When appearing on Game Grumps, Finn had to ask people to stop calling him “Daddy”. For those who don’t live online, “Daddy” has become a meme referring to that delightful Freudian psychosexual way of identifying a male authority figure.
If you scroll through the comments on most celebrity dreamboats on Instagram you’ll find hundreds of “daddy” and “choke me daddy” comments. Grim, yes. And when applied to a 14 year old? Grim doesn’t cover it.
One particularly retweeted tweet was about how 13-year-old Millie Bobby Brown “just grew up in front of our eyes. (She’s 13!)” with photos of Millie with straightened hair and make-up, wearing the kind of little kitten heels we all regrettably wore when we were kids. Because she’s a kid. She hasn’t just “grown up”. What he, and everyone else who commented is saying, is “she hit puberty!” which is a pretty creepy thing for a strange adult man to comment on. And publicly!
This kind of sexualised discourse around child celebrities is so pervasive that he, and many others, thought nothing of posting their weird musings on a 13-year-old’s body and presentation on Twitter.
As Mara Wilson, who starred in a number of films as a child in the 1990s, wrote: “It does not feel good to have strange men comment on your body when you are 13, whether in a ‘positive’ or ‘negative’ way.” No s**t.
The Stranger Things kids had the audacity to go through puberty — and since they’ve done so they appear to have become public property.
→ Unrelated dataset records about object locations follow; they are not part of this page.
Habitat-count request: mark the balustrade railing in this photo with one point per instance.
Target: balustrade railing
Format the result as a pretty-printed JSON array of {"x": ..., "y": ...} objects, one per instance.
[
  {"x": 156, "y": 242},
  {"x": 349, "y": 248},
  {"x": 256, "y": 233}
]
One grown man complained that 14-year-old Finn did not stop and talk to him when he accosted him outside a hotel, calling him “rude” and “heartless”.
The narrative that is built around celebrity today is that they “owe” their fans. This is disturbing enough for adult celebrities, but completely unacceptable for children.
Networks and executives aren’t faultless in this. The tireless promoting that the cast have been doing feels unnecessary — the show is already a huge hit. But good ratings aren’t enough for TV shows today, they have to have a life outside the show.
Media appearances and promos are carefully constructed to appeal to internet “fandoms”, without which a show is nothing.
The Stranger Things boys performed a Motown medley and mockumentary bit with James Corden last week on his show — it was transparently designed to work afterwards in short, shareable, video form. It duly went viral. Hype about the boys abounded. It feels cynical and needless.
The last few days have seen a growing social media campaign to “protect the stranger things [sic] kids”. It’s a sign of a deeply dysfunctional time that this has had to happen.
Twitter is full of wry bets about how many of them will turn out to be drug addicts; we’re all familiar with the traditional narrative of The Child Star.
But those who are fans should make sure they’re not feeding into it, even as a joke. Unless you’re under 16, it really is “inappropriate”, “creepy” and “weird”, and not in a cute way. So just don’t. Because when it comes to kids, it’s just not funny.